(Redazione) - Una duplice nota di lettura su “Bugiardino” di Paolo Castronuovo e “La sposa nana” di Anna Bazzo (entrambi di Il Convivio editore, 2023) - di Sergio Daniele Donati

“Se l’Uomo ha fondato i suoi destini Duplici e Triplici Alleanze sarà ben capace di scrivere una duplice nota di lettura”.
Questa è una nota di lettura anomala, una specie di tentativo di tracciare legami e distanze tra due scritture molto diverse tra loro, sia da un punto di vista lessicale e linguistico in genere, che di contenuto.
Mi riferisco a “Bugiardino” di Paolo Castronuovo e a “La sposa nana” di Anna Bazzo - entrambi usciti quest’anno per Il Convivio editore.
Chi vi scrive ha voluto unire in un’unica nota di lettura le due opere perché sussistono elementi di similitudine e di differenza tra le due opere che rendono interessante una sorta di breve comparazione.
L’opera di Paolo Castronovo, come lo stesso titolo ci suggerisce, si configura come un vero e proprio bugiardino, quel lungo foglio pieno di avvertenze che troviamo dentro ogni scatola di medicinali.
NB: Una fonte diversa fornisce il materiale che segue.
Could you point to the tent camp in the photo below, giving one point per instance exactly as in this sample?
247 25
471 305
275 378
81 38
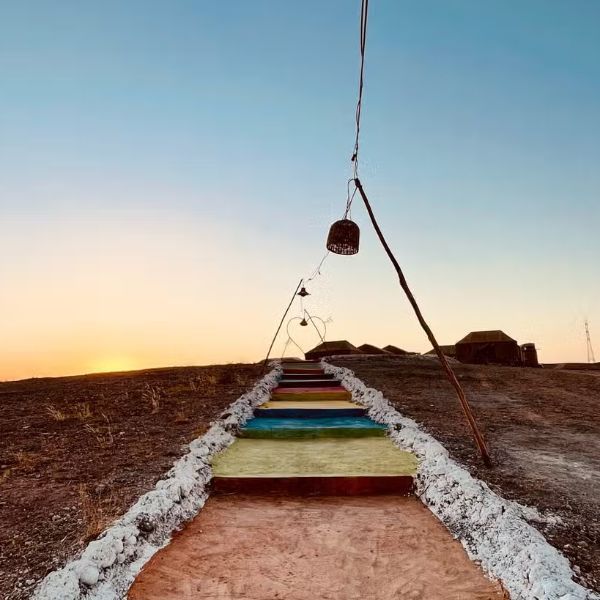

E infatti, l’autore esordisce con una iniziale Avvertenza: avvicinarsi a sé stessi/è un’allucinazione.
Questo è un richiamo certo ad una particolare filosofia che fa del Sè un inesistente, qualcosa che possiamo porre forse a consolazione della nostra più grande paura: quella di dissolverci nel tutto.
Sempre seguendo la struttura di un bugiardino, l’Autore divide poi l’opera in sezioni

Contenuto di questo libro
  1. a cosa serve
  2. cosa deve sapere prima di prenderlo
  3. come prenderlo
  4. possibili effetti indesiderati
  5. come conservarlo
  6. contenuto della confezione
Nel rimarcare l’originalità e l’ironia di una simile struttura dell’opera non si può però disconoscere che quelle stesse avvertenze dovrebbero sensibilizzare chiunque alla scrittura e alla lettura di qualsiasi testo poetico si avvicina.
A cosa serve scrivere? E leggere? Ci sono effetti collaterali, forse, come dicevamo, lievemente estranianti e allucinatori connessi al binomio Scrittura/Lettura.
Prendiamo ad esempio un testo dalla raccolta

1.5

la presunzione di capire l’astratto
di spiegarne il senso se non di darne spiegazione certa
è un piedistallo fallimentare
spruzzato di elogi da copertina

chi può vantare un nome sulle montagne
è solo l’eremita
che annoda la fascina prima di darle fuoco
e di vederla crepitare sotto il cervo.

Come potrete osservare siamo davanti ad una descrizione piana e priva di orpelli retorici eccessivi di un tema dai contenuti psico-filosofici importanti. E ci sarebbe da discutere con l’Autore per ore, magari in attesa che il cervo giunga a cottura, sull’esordio della composizione che contiene un evidente e creativo paradosso.
Se la comprensione dell’astrazione è mera presunzione, come possiamo concepire l’astratto stesso.
In fondo l’autore ci sta delineando un problema molto connesso all’attività del poeta. Il rapporto col simbolo è delimitato da perimetri urticanti, lo sa bene chi scrive, ma allo stesso tempo non se ne può fare a meno perché il linguaggio stesso si struttura su basi metaforiche e al simbolo attinge per esistere.
Il paradosso che sembra sottendere l’Autore è il seguente dunque: se è vero che spiegare l’astrazione è presunzione, è altrettanto vero che l’uomo astrae, istintivamente.
La soluzione che Castronuovo propone è quello del ritiro (eremitaggio) e del ritorno alla gestualità senza porsi la domanda (annodare la fascina).
Ma a me sembra di percepire il sorriso ironico dell’autore nell’aver scelto proprio quell’immagine (ogni legatura porta diretta al simbolo della parola) per descrivere il rifiuto di ogni astrazione/simbolo.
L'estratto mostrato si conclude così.